Ovulation Induction Principles
Letrozole
Letrozole should be considered first line pharmacological treatment for ovulation induction in women with PCOS with anovulatory infertility and no other infertility factors to improve ovulation, pregnancy and live birth rates
Clomiphene citrate and Metformin
❖ Clomiphene citrate or metformin could be used alone or in combination ( in CC resistant) in women with PCOS with anovulatory infertility and no other infertility factors to improve ovulation, pregnancy and live birth rate
Gonadotrophins
❖Gonadotrophins could be used as second line pharmacological agents in women with PCOS who have failed first line oral ovulation induction therapy and are anovulatory and infertile, with no other infertility factors
❖ Gonadotrophins could be considered as first line treatment, in the presence of ultrasound monitoring, following counselling on cost and potential risk of multiple pregnancy, in women with PCOS with anovulatory infertility and no other infertility factors
❖ Gonadotrophins (with or without metformin), where available and affordable, should be used in preference to clomiphene citrate combined with metformin therapy for ovulation induction, in women with PCOS with anovulatory infertility, clomiphene citrate-resistance and no other infertility factors, to improve ovulation, pregnancy and live birth rates
Laparoscopic surgery
❖ Laparoscopic ovarian surgery could be second line therapy for women with PCOS, who are clomiphene citrate resistant, with anovulatory infertility and no other infertility factors
❖ Laparoscopic ovarian surgery could potentially be first line treatment if laparoscopy is indicated for another reason in women with PCOS with anovulatory infertility and no other infertility factors

In-vitro fertilisation (IVF)
❖ In the absence of an absolute indication for IVF ± ICSI, women with PCOS and anovulatory infertility could be offered IVF if first or second line ovulation induction therapies have failed.
❖ In women with anovulatory PCOS, the use of IVF is effective and when elective single embryo transfer is used multiple pregnancies can be minimised.
❖Urinary or recombinant follicle stimulation hormone can be used in women with PCOS undergoing controlled ovarian hyperstimulation for IVF ± ICSI, with insufficient evidence to recommend specific FSH preparations
❖ Exogenous recombinant luteinising hormone treatment should not be routinely used in combination with follicle stimulating hormone therapy in women with PCOS undergoing controlled ovarian hyperstimulation for IVF ±ICSI
❖ A gonadotrophin releasing hormone antagonist protocol is preferred in women with PCOS undergoing an IVF ± ICSI cycle, over a gonadotrophin releasing hormone agonist long protocol, to reduce the duration of stimulation, total gonadotrophin dose and incidence of ovarian hyperstimulation syndrome (OHSS)

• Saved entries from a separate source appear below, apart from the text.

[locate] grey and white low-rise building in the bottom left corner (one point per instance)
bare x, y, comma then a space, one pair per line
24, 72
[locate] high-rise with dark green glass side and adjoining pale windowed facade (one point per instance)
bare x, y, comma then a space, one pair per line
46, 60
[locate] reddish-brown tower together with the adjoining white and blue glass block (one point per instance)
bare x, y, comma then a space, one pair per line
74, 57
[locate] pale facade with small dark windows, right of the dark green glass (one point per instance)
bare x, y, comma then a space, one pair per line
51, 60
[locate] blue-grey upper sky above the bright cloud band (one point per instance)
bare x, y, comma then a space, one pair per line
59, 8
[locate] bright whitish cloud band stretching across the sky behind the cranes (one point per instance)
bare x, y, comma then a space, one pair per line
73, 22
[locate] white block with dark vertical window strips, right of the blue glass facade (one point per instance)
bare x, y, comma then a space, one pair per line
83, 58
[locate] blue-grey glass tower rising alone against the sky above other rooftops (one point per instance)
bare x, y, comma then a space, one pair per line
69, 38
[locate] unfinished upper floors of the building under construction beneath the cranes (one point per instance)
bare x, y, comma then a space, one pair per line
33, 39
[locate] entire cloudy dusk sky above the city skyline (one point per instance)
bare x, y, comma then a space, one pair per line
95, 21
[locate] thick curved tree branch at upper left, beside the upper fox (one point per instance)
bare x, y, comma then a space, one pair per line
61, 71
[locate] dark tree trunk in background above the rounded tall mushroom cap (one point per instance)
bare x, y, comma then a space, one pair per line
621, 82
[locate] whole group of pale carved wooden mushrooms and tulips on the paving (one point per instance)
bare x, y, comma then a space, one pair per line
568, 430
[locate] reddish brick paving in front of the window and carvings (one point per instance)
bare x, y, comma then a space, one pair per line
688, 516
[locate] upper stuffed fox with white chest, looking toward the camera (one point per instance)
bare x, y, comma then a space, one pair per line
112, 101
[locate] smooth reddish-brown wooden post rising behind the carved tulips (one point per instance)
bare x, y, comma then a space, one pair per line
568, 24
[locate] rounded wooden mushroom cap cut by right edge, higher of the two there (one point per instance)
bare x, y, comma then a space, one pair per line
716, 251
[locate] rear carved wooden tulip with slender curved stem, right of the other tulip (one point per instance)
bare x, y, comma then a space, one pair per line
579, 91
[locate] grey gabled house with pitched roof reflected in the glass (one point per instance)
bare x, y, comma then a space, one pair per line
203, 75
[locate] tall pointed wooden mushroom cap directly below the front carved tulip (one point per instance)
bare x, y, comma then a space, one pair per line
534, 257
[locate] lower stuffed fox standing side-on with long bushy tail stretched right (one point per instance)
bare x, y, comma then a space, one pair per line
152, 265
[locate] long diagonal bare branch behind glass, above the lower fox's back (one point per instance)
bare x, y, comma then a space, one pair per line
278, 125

❖ Human chorionic gonadotrophins should be used at the lowest doses to trigger final oocyte maturation in women with PCOS undergoing an IVF ± ICSI cycle to reduce the incidence of OHSS
❖ Triggering final oocyte maturation with a GnRH agonist and freezing all suitable embryos could be considered in women with PCOS having an IVF/ICSI cycle with a GnRH antagonist protocol and at an increased risk of developing OHSS or where fresh embryo transfer is not planned
❖ In IVF ± ICSI cycles using the gonadotrophin releasing hormone antagonist protocol in women with PCOS, consideration should be given to an elective freeze of all embryos
❖ Adjunct metformin therapy could be used before and/or during follicle stimulating hormone ovarian stimulation in women with PCOS undergoing a IVF ± ICSI therapy with a gonadotrophin releasing hormone agonist protocol and antagonist protocol, to improve the clinical pregnancy rate and reduce the risk of OHSS
❖ In units with sufficient expertise, IVM could be offered to achieve pregnancy and livebirth rates approaching those of standard IVF ± ICSI treatment without the risk of OHSS for women with PCOS, where an embryo is generated, then vitrified and thawed and transferred in a subsequent cycle.